Exemption from seizure has also been a feature of UK law since 2008, chiefly via The Protection of Cultural Objects on Loan (Publication and Provision of Information) Regulations. Though similar to France’s policies, UK’s seizure law notably differs: exemption is not from seizure by the UK State, but from a court-ordered seizure or forfeiture of works, loaned from abroad for temporary exhibitions at UK museums and galleries that have been previously approved by government ministers. To qualify for immunity from seizure, the minister-approved institution must publish a list of the foreign-based works being borrowed.
The eponymous exhibition surveying Raphael’s two-decade career and output at London’s minister-approved National Gallery (which runs 9 April to 31 July 2022) will include loans of major works from the Louvre in Paris, Washington DC’s National Gallery of Art, Madrid’s Prado, Florence’s Uffizi and the Vatican Museums. But Raphael’s tempura painting of The Holy Family, 1506-07, will not now be borrowed from the collection of Russia’s State Hermitage Museum, which had agreed to the loan. A spokesperson for the National Gallery told The Art Newspaper: ‘The painting had long ago been offered protection under the UK’s immunity from seizure legislation, but earlier this week it was omitted from the National Gallery’s list of works coming from abroad for Raphael. This was presumably done after consultations with Arts Council England, which administers the immunity system on behalf of the UK’s culture department.’

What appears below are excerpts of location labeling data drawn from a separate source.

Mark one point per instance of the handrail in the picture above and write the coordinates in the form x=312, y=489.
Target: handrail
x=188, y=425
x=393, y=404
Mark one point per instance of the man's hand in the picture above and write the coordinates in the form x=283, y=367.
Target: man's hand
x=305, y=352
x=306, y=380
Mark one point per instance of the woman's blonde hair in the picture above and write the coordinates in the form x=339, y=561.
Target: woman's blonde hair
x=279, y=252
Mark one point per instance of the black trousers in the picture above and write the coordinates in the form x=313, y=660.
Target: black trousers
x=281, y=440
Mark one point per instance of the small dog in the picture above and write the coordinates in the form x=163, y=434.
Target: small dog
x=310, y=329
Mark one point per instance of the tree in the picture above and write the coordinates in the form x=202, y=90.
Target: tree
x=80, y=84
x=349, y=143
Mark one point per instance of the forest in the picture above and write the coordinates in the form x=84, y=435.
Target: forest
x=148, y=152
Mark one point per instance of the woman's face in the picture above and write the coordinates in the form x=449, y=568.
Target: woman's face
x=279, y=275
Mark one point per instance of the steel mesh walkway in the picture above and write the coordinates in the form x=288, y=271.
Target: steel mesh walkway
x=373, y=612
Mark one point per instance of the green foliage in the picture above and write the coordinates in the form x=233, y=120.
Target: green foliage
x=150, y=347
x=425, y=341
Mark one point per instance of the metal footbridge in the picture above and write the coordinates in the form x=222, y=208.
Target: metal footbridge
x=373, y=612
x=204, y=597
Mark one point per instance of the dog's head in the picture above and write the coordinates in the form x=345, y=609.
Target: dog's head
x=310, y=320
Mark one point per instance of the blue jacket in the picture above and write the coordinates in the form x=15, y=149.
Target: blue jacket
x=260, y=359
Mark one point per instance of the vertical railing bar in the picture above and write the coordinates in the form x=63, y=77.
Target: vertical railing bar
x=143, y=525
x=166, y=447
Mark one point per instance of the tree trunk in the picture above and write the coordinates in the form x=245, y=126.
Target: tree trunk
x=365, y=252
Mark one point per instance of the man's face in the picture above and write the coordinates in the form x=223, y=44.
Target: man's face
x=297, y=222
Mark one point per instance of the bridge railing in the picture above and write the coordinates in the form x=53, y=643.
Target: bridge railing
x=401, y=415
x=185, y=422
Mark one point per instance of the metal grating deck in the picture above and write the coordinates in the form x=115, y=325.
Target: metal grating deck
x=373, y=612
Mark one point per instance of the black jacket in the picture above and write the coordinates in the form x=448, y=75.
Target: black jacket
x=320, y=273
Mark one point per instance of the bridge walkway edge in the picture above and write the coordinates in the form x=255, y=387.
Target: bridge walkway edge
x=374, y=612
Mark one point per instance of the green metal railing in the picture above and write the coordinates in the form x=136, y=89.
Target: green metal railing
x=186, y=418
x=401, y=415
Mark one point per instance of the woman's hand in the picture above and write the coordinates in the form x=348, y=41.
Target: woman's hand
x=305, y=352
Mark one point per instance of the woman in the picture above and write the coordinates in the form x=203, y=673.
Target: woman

The Victoria and Albert Museum is a minister-approved institution currently showing ‘Fabergé in London: Romance to Revolution’, exhibiting many works from Russian State institutions, including the Moscow Kremlin Egg, 1906, the Alexander Palace Egg, 1908, and the Romanov Tercentenary Egg, 1913, lent by the Moscow Kremlin Museums. Although protected by law against court-ordered seizure or forfeiture, nevertheless tricky issues arise for the V&A, such as whether the Russian works should be withdrawn from public view and, if so, whether to cancel the remaining period of the whole exhibition, which is scheduled to run until 8 May 2022. The V&A recently stated that it ‘remains in contact with the Department for Digital, Culture, Media and Sport on the evolving situation in the Ukraine’. ‘To date’, the V&A added, ‘we’ve had no requests to return loans from Russian institutions.’ Museum management is understandably taking a wait-and-see approach – but for how long?
UK’s legal protection against seizure lasts for 12 months from the date the work enters the UK for the purposes of ‘public display in a temporary exhibition’ at a minister-approved museum or gallery (and for related repatriation or repair purposes). The protection period may exceed 12 months if the work has suffered damage while protected, and ‘is undergoing repair … in the UK because of the damage, or is leaving the UK following [such] repair’. Put another way: if the V&A decided to keep possession of the loaned Fabergé eggs until the end of Russia’s war against Ukraine, and if the war continued beyond November 2022, protection from seizure or forfeiture would end while the museum was still holding the eggs (because the exhibition opened on 20 November 2021, more than 12 months earlier). If such circumstances transpired, Russia’s Fabergé eggs – still located in the UK – could perhaps become the target of further UK sanctions including seizure/forfeiture by court order following legal proceedings.